Le moins que l’on puisse dire est que, dans l’affaire de l’ISF, Emmanuel Macron ne prend pas le pays par surprise: la suppression de l’essentiel de cet impôt figurait dûment dans son programme.

LUDOVIC MARIN / POOL / AFP

Le moins que l’on puisse dire est que, dans l’affaire de l’ISF, Emmanuel Macron ne prend pas le pays par surprise: la suppression de l’essentiel de cet impôt figurait dûment dans son programme. Son élection n’a cependant pas ipso facto aboli les oppositions à cette mesure, ni dans la classe politique, ni dans les medias: au PS comme à Libé – qui vient de spectaculairement relancer le débat –, beaucoup de ceux que le succès de Macron a pris à contre-pied, voire laissés KO, voient au contraire dans ce dossier l’occasion de «se refaire».

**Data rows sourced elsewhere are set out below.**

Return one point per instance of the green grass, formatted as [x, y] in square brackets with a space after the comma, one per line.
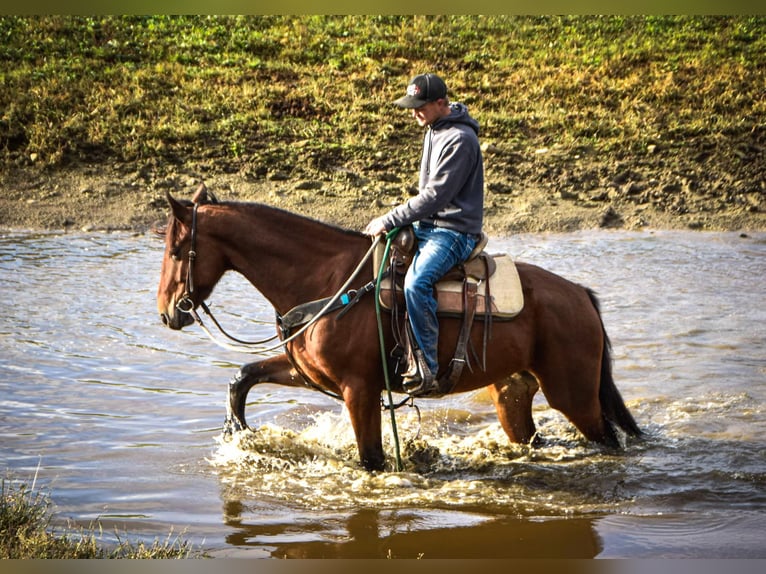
[26, 532]
[312, 93]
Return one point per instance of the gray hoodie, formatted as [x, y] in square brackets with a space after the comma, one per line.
[451, 177]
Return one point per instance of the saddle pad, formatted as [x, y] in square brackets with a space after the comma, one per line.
[507, 298]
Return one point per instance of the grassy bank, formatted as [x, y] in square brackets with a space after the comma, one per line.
[645, 118]
[281, 92]
[26, 532]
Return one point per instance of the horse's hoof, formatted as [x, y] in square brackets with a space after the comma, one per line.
[230, 427]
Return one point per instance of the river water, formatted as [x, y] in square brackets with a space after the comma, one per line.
[119, 418]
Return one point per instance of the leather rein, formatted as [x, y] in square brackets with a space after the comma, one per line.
[342, 298]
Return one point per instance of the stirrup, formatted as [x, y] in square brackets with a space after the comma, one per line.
[419, 381]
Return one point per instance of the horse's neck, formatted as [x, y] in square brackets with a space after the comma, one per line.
[291, 259]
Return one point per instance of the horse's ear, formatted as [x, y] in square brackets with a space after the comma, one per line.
[203, 196]
[180, 211]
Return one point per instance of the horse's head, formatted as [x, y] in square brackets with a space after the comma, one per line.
[190, 266]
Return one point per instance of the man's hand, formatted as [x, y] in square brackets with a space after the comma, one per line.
[375, 227]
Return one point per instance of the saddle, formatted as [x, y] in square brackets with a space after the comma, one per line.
[466, 291]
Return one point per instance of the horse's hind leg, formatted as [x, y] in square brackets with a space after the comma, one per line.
[276, 370]
[513, 403]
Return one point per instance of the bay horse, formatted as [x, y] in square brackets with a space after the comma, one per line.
[557, 343]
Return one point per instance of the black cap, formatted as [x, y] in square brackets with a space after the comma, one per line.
[421, 90]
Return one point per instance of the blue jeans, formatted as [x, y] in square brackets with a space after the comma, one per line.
[438, 251]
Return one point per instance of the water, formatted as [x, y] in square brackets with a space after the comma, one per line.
[120, 418]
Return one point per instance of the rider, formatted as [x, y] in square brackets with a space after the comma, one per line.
[447, 212]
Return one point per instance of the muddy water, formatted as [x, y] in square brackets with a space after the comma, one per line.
[119, 418]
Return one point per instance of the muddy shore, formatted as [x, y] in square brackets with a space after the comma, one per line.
[550, 190]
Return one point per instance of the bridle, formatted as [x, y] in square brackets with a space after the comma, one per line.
[186, 305]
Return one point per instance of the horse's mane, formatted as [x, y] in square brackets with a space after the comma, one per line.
[255, 205]
[162, 230]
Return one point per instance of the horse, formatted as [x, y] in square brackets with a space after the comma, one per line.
[557, 343]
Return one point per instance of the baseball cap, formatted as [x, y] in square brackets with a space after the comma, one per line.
[422, 89]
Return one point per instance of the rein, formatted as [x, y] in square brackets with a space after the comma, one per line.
[186, 305]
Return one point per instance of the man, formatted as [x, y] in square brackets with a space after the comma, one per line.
[446, 214]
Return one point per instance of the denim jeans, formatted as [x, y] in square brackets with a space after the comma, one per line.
[439, 250]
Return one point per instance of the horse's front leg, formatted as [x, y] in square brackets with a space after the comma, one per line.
[363, 404]
[277, 370]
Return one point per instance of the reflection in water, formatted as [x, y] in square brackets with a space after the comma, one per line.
[374, 533]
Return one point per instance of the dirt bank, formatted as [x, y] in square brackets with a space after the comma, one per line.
[547, 190]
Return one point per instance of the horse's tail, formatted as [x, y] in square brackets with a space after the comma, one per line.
[612, 404]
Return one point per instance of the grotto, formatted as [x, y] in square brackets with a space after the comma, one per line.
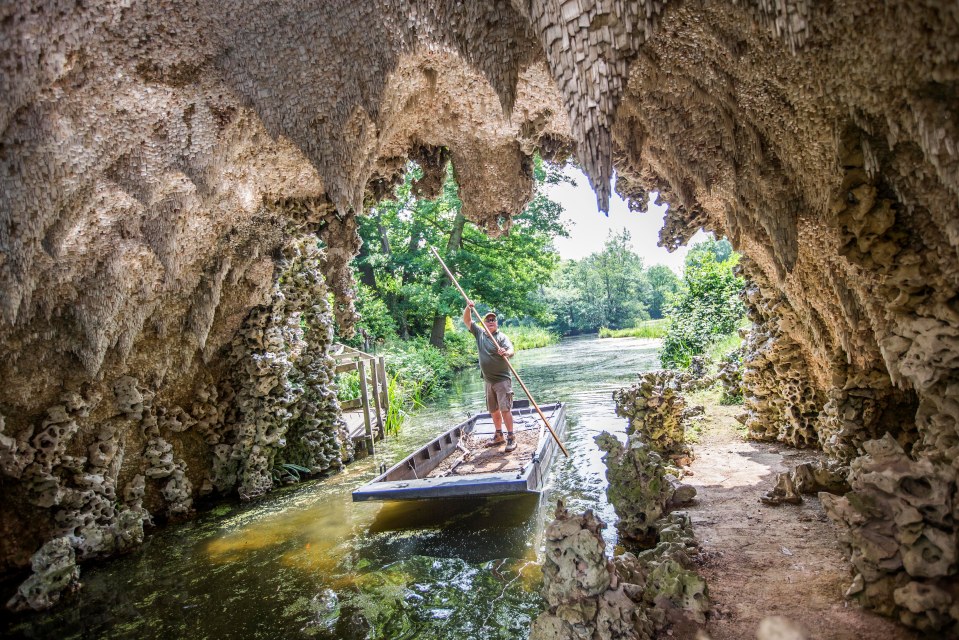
[165, 323]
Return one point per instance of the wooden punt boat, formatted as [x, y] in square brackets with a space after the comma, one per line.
[459, 464]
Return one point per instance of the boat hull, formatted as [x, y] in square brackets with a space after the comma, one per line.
[409, 479]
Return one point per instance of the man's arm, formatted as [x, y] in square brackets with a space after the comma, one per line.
[506, 347]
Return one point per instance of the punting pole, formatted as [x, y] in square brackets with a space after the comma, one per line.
[508, 363]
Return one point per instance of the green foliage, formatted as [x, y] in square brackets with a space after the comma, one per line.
[663, 283]
[644, 329]
[711, 250]
[610, 288]
[407, 281]
[347, 385]
[706, 309]
[528, 337]
[376, 320]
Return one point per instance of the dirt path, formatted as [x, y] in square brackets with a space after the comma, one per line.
[760, 560]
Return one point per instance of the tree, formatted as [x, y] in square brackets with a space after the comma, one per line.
[663, 284]
[718, 250]
[607, 288]
[506, 272]
[707, 307]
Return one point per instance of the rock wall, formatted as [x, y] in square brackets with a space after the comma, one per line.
[151, 457]
[156, 158]
[628, 597]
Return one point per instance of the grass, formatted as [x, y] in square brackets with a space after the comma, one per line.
[645, 329]
[530, 337]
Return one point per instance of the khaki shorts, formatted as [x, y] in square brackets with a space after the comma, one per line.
[499, 395]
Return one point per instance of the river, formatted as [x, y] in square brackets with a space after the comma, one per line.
[306, 562]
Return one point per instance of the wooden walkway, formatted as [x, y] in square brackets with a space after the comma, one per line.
[365, 415]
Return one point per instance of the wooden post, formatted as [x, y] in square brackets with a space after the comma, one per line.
[374, 376]
[381, 365]
[365, 398]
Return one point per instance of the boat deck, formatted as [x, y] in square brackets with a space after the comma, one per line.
[483, 459]
[458, 464]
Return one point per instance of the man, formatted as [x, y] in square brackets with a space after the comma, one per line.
[496, 374]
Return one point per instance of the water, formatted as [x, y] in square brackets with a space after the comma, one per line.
[306, 562]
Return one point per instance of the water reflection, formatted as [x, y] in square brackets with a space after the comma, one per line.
[306, 562]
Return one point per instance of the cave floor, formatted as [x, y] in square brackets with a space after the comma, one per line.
[760, 560]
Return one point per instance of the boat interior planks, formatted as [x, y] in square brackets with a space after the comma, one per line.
[458, 463]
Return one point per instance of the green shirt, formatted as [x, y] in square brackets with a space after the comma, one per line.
[493, 365]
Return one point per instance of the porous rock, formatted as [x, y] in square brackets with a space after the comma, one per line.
[656, 409]
[640, 488]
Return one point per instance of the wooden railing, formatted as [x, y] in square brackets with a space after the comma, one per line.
[374, 397]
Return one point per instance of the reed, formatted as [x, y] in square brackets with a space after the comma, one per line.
[524, 337]
[645, 329]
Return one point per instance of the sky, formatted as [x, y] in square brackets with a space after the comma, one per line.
[589, 228]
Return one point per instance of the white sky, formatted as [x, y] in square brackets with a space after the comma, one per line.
[589, 228]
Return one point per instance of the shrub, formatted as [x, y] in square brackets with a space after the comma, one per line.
[707, 308]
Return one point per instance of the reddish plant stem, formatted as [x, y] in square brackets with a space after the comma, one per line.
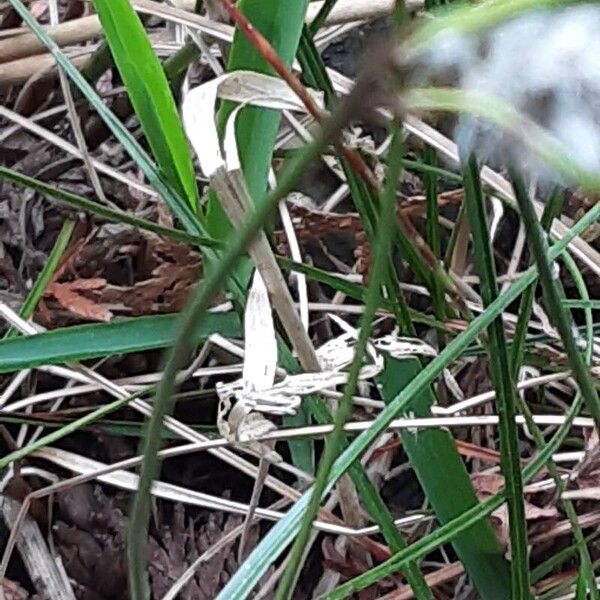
[354, 159]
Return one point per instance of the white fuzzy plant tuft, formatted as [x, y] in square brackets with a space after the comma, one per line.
[544, 63]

Et l’opinion, très majoritairement hostile à la réforme selon les sondages, semble leur donner raison, en tout cas en termes de marché politique. Mais il faut voir plus loin, et le Président, qui mise beaucoup sur son image d’homme qui dit ce qu’il fait et qui ne plie pas devant la critique quand elle est mal fondée, a probablement raison de le faire. Du point de vue politique comme du point de vue économique, il s’agit tout simplement, pour lui, d’un investissement – ce qui consiste, techniquement, en la renonciation à un bienfait immédiat en vue d’un plus grand bienfait à venir. Or, investir est rarement un mauvais choix.

Coût économique élevé

Économiquement, le coût de la réforme est certes élevé en termes budgétaires: selon qu’on y inclut ou non le basculement vers une taxation forfaitaire des revenus du capital (flat tax), et en fonction des simulations que l’on fait en termes de comportement des ménages aisés (vont-ils, par exemple, réduire leurs patrimoines immobiliers pour échapper au futur l’IFI?), la note sera comprise entre 2,5 et 4 milliards d’euros. C’est considérable. Mais il faut, si l’on raisonne honnêtement, mettre en regard de cette facture les bénéfices que la nation tout entière, et pas seulement les heureux bénéficiaires de l’allègement, vont retirer de cette réforme. Ce n’est évidemment pas parce qu’ils sont tous débiles (tandis que nous serions, nous Français, si exceptionnellement brillants que seuls nous aurions tout compris) que tous nos voisins ou presque – y compris l’Espagne du socialiste Zapatero et la très social-démocrate Suède – ont aboli la taxation du patrimoine: c’est parce qu’ils ont fait le calcul montrant que ce serait payant! Pourquoi? Avançons, parmi tant d’autres, trois arguments.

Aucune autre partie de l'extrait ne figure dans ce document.